This paper presents a mixed-signal neuromorphic accelerator architecture designed for accelerating inference with event-based neural network models. This fully CMOS-compatible accelerator utilizes analog computing to emulate synapse and neuron operations. A C2C ladder structure implements synapses, while operational amplifiers (op-amps) are used to realize neuron functions. To enhance hardware resource utilization and power efficiency, we introduce the concept of a virtual neuron, where a single neuron engine emulates a set of model neurons, leveraging the sparsity inherent in event-based neuromorphic systems. Additionally, we propose a memory-based control technique to manage events in each layer, which improves performance while maintaining the flexibility to support various layer types. We also introduce an integer linear programming (ILP)-based mapping approach for efficiently allocating the model onto the proposed accelerator. The accelerator is a general-purpose neuromorphic platform capable of executing linear and convolutional neural models. The effectiveness of the proposed architecture is evaluated using two specially designed neuromorphic accelerators and two event-based datasets. The results show that the proposed architecture achieves 12.1 TOPS/W energy efficiency when accelerating a model trained on CIFAR10-DVS.

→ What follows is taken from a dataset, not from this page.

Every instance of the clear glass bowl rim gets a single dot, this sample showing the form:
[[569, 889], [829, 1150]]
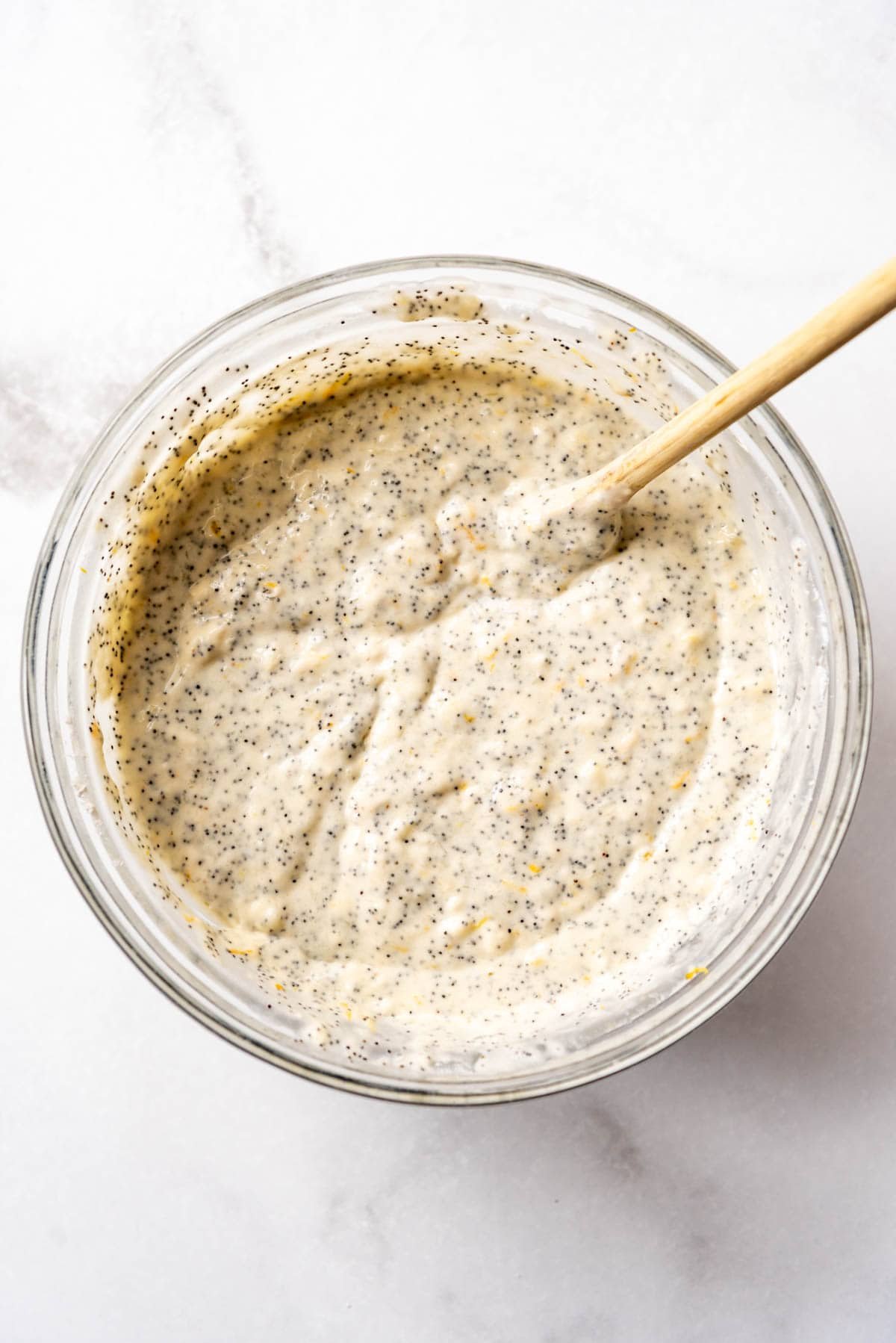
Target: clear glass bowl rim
[[45, 763]]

翻译：本文提出一种混合信号神经形态加速器架构，专为加速基于事件的神经网络模型推理而设计。该加速器完全兼容CMOS工艺，利用模拟计算来模拟突触和神经元操作。其中，突触通过C2C梯形结构实现，而神经元功能则通过运算放大器实现。为提高硬件资源利用率和能效，我们引入虚拟神经元概念，即单个神经元引擎通过利用事件驱动神经形态系统固有的稀疏性，来模拟一组模型神经元。此外，我们提出一种基于存储器的控制技术来管理每层的事件，该技术在保持支持多种层类型灵活性的同时提升了性能。我们还提出一种基于整数线性规划的映射方法，用于将模型高效部署到所提出的加速器上。该加速器作为通用神经形态平台，能够执行线性和卷积神经模型。我们使用两个专门设计的神经形态加速器和两个基于事件的数据集评估了所提架构的有效性。结果表明，在加速基于CIFAR10-DVS训练的模型时，该架构实现了12.1 TOPS/W的能效。